Jin Daily Tech Trivia: Dell & HP Are Quietly Dropping HEVC Hardware Support
Jin Daily Tech Trivia: Dell & HP Are Quietly Dropping HEVC Hardware Support
Did you know your new Dell or HP laptop might struggle with smooth HEVC/H.265 video playback—even though the processor technically supports it?
Most Intel (6th-gen and newer) and AMD laptop chips have built-in hardware support for HEVC decoding since 2015. But recently, some popular models from Dell and HP are intentionally disabling this feature.
Why? Likely to save on licensing costs.
OEMs may need to pay fees for enabling HEVC hardware decoding and encoding—both for using the technology and for every device they ship with it enabled. With royalty rates increasing from $0.20 to $0.24 per device starting January, the cost adds up fast. For context, HP sold over 15 million PCs in Q3 2025, while Dell sold over 10 million.
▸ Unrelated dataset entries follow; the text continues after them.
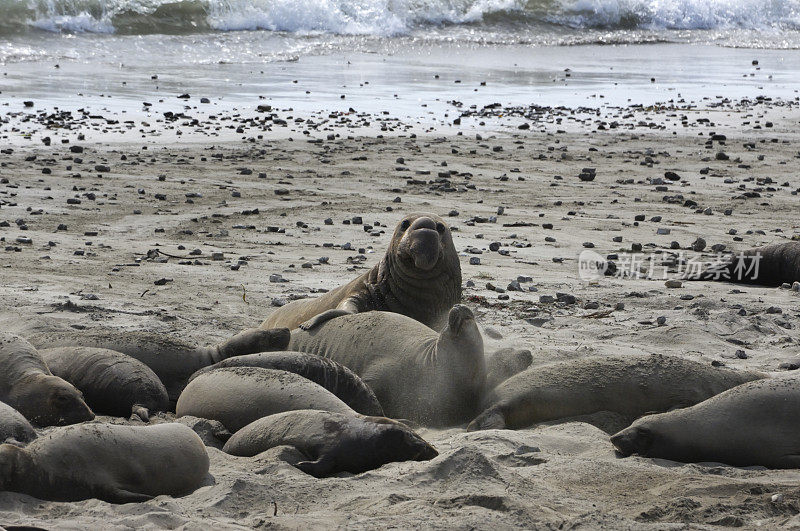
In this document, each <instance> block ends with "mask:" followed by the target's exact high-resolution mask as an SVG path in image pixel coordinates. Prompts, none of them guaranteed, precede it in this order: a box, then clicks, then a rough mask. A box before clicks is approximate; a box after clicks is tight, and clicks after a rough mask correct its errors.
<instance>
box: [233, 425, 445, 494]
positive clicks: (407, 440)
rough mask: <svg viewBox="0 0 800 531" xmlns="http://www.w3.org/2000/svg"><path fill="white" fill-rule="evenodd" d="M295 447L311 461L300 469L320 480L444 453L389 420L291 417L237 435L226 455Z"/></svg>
mask: <svg viewBox="0 0 800 531" xmlns="http://www.w3.org/2000/svg"><path fill="white" fill-rule="evenodd" d="M282 445H290V446H294V447H295V448H297V449H298V450H299V451H300V452H301V453H302V454H303V455H305V456H306V457H307V458H308V460H307V461H301V462H299V463H297V464H295V465H294V466H296V467H297V468H299V469H300V470H302V471H303V472H305V473H306V474H310V475H312V476H314V477H318V478H319V477H325V476H329V475H332V474H336V473H337V472H351V473H353V474H359V473H361V472H366V471H367V470H372V469H375V468H379V467H380V466H382V465H385V464H386V463H392V462H395V461H428V460H430V459H433V458H434V457H436V456H437V455H439V454H438V452H437V451H436V450H435V449H434V448H433V447H432V446H431V445H429V444H428V443H427V442H425V440H423V439H422V437H420V436H419V435H417V434H416V433H414V432H413V431H412V430H411V429H410V428H408V427H407V426H405V425H403V424H401V423H399V422H396V421H394V420H390V419H387V418H384V417H365V416H361V415H342V414H340V413H331V412H329V411H312V410H307V409H306V410H299V411H287V412H286V413H279V414H277V415H270V416H269V417H263V418H260V419H258V420H256V421H255V422H252V423H250V424H248V425H247V426H245V427H244V428H242V429H241V430H239V431H237V432H236V433H235V434H234V435H233V437H231V438H230V439H229V440H228V442H227V443H226V444H225V447H224V448H223V451H225V452H227V453H229V454H231V455H238V456H244V457H252V456H254V455H256V454H259V453H261V452H264V451H266V450H269V449H270V448H274V447H276V446H282Z"/></svg>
So, what does this mean for users? Without hardware decoding, HEVC videos may stutter, drain more battery, and rely heavily on software decoding—even if your CPU is fully capable.
This isn’t the first case either. Last year, NAS maker Synology also dropped HEVC and H.264 transcoding, saying most modern devices already support video playback natively.
Now think about it—if they’re willing to turn off a key feature just to save a few cents per device… what else might they quietly cut next?